Hadoop is a framework for running applications on large clusters built of commodity hardware. The Hadoop framework transparently provides applications both reliability and data motion. Hadoop implements a computational paradigm named Map/Reduce, where the application is divided into many small fragments of work, each of which may be executed or reexecuted on any node in the cluster. In addition, it provides a distributed file system (HDFS) that stores data on the compute nodes, providing very high aggregate bandwidth across the cluster. Both Map/Reduce and the distributed file system are designed so that node failures are automatically handled by the framework.

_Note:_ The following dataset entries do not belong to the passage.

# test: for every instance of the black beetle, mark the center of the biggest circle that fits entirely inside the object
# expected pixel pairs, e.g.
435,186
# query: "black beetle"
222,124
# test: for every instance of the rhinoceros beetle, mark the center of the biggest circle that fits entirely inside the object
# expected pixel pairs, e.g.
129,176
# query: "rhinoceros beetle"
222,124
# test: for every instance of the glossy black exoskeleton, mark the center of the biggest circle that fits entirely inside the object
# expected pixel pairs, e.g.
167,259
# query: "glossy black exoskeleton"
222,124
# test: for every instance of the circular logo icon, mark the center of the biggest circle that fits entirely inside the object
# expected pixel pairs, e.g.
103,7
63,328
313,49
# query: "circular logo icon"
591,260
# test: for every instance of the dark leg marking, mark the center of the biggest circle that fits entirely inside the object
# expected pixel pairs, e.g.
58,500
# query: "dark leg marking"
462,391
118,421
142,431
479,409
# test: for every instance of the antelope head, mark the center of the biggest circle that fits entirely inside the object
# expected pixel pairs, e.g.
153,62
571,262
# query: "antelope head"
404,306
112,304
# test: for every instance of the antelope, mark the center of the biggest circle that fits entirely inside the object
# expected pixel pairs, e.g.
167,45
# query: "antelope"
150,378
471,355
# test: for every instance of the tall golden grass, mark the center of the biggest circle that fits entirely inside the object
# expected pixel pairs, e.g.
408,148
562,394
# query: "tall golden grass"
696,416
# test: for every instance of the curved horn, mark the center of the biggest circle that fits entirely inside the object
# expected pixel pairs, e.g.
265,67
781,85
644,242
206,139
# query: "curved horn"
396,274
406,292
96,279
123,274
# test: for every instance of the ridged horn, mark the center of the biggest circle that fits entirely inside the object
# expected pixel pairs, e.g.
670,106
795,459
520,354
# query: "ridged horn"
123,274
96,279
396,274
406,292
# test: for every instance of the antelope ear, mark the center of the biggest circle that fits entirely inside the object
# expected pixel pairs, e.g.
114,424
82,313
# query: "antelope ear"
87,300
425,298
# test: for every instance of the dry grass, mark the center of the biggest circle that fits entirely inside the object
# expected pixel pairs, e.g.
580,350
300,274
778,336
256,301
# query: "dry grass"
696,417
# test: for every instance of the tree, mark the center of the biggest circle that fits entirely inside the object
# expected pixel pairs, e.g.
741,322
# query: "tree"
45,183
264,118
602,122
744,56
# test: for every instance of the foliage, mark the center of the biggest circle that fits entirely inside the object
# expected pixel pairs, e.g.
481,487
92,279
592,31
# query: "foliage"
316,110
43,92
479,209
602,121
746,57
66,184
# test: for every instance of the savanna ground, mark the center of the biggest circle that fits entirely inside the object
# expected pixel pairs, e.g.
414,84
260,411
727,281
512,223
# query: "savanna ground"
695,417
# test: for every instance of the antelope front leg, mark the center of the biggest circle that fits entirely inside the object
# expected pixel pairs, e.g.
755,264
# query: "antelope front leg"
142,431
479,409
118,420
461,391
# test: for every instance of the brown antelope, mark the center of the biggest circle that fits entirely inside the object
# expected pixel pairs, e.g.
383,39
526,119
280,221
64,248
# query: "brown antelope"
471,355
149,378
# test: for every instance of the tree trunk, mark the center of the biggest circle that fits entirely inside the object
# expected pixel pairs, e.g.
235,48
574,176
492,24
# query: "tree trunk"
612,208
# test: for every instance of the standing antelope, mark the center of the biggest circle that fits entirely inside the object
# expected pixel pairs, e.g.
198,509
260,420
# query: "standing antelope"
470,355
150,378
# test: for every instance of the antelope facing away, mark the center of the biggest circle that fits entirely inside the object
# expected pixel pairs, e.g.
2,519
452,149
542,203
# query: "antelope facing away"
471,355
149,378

It does the housekeeping, the seperation of data in shards, the distribution of the analysing tasks on the server. You can view at it as an API/command line controlled grid engine for data distribution and data processing. It consists out of the Hadoop Core, the Hadoop Distributed File System (it´s not a POSIXfilesystem integrated to the VFS, you can think of it like FTP, you need a client or you use an API to use it) , there is even an scripting language helping you to write the analysing jobs. This language is called Pig. Additional there is an effort to implement a database for structured data on top of Hadoop with HBase. At the moment there are some gotchas in this technology. Fore example you can´t work with compressed files in it, as gzip files shards aren´t decompressible seperately (okay, it´s a problem of gzip, but it prevents you to work with it) (Update: I´m not entirely sure about this, it seems that you can work with block based compression like bz2, and gzip is indevelopment, at least according to the Pig documents). But here ZFS on-the-fly compression can be very helpful. I think i will create a Hadoop testbed with multiple zones on one of my systems this weekend.